Wolfgang Fischer: Die Grundidee bestand darin, ein profundes emotionales Erlebnis kreieren zu wollen, so dass da jede Person in die gleiche Situation geschmissen wird wie unsere Hauptfigur und sich die Frage stellen muss: Wie würde ich mich verhalten? Das läuft nicht über Sprache, sondern das ist ein sehr physischer Film und auch Prozess. Man muss dieser Figur folgen und ihr beim Denken zuschauen. Man bekommt nicht gleich eine verbale Hilfestellung und keine Reflexion über Sprache. Es war uns sehr wichtig, dass es ein physischer Film wird, der allgemeine Gültigkeit besitzt. Man muss jede Emotion der Figuren gleich lesen können.
Wie zeigt sich der Charakter eines Menschen, wenn er alleine ist? Haben Sie sich über diesen Aspekt – in Bezug auf die Hauptfigur – Gedanken gemacht?
Wolfgang Fischer: Klar, man muss sich die Frage stellen, wie man sich selbst in so einer Situation verhält. Was man tun würde, welche Möglichkeiten man hat. Diese Figur ist uns Schritte voraus: Sie ist Ärztin, also kann sie helfen, und sie hat das nötige Wissen.
Susanne Wolff: Ich finde, das ist eine sehr interessante Frage. Wenn man diesen Gedanken nun weiterspinnt, merkt man eigentlich, dass sie zwar auf dem Boot alleine ist, dann aber eben das andere Boot sieht. Ab diesem Moment ist sie also nicht mehr alleine. Sie wacht auf und sie sieht, dass sie gesehen wird. Das macht ja alles – finde ich – unausweichlich. Sicher, sie könnte sich auch noch entscheiden, wegzufahren, aber diesen Blick wird sie nie vergessen. Es ist ja nicht so, dass sie im Dunkeln etwas erkannt hat und dass sie niemand gesehen hätte. Es ist auch nicht so, als hätte sie einen Funkspruch gehört, auf den sie bewusst nicht reagiert hätte. Ich denke, diesen Moment hat sie nicht.
In einem Interview zum Film heißt es, dass er keine Antworten gibt, sondern nur Fragen aufwirft. Welche Fragen haben sich für Sie durch die Arbeit an »Styx« ergeben?
Wolfgang Fischer: Der Film enthält schon die Frage danach, wie man sich in so einer Situation verhalten würde.
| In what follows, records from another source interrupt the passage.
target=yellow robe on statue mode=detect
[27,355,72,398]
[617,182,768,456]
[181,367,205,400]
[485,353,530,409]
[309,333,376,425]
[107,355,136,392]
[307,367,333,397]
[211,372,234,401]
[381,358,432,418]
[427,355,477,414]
Da kann man nicht so einfach eine Antwort finden, wenn man nicht gerade selbst in der Situation ist. Das war die elementarste Frage, und die muss jeder Mensch für sich selbst beantworten. Diese Frage nimmt man auch nach dem Film für sich mit. Was kann man tun in der Welt, in der wir leben? Das Publikum, das den Film bisher gesehen hat, hat eine emotionale Reise durchgemacht, es wurde vielleicht sogar wachgerüttelt. Ich habe schon solche Reaktionen vonseiten des Publikums erlebt. Viele wollen nun etwas tun. Es ist toll, wenn ein Film so etwas leisten kann und Leute ebenso in einen Dialog treten.
»Styx« ist seit heute, 23. November 2018, in den österreichischen Kinos zu sehen.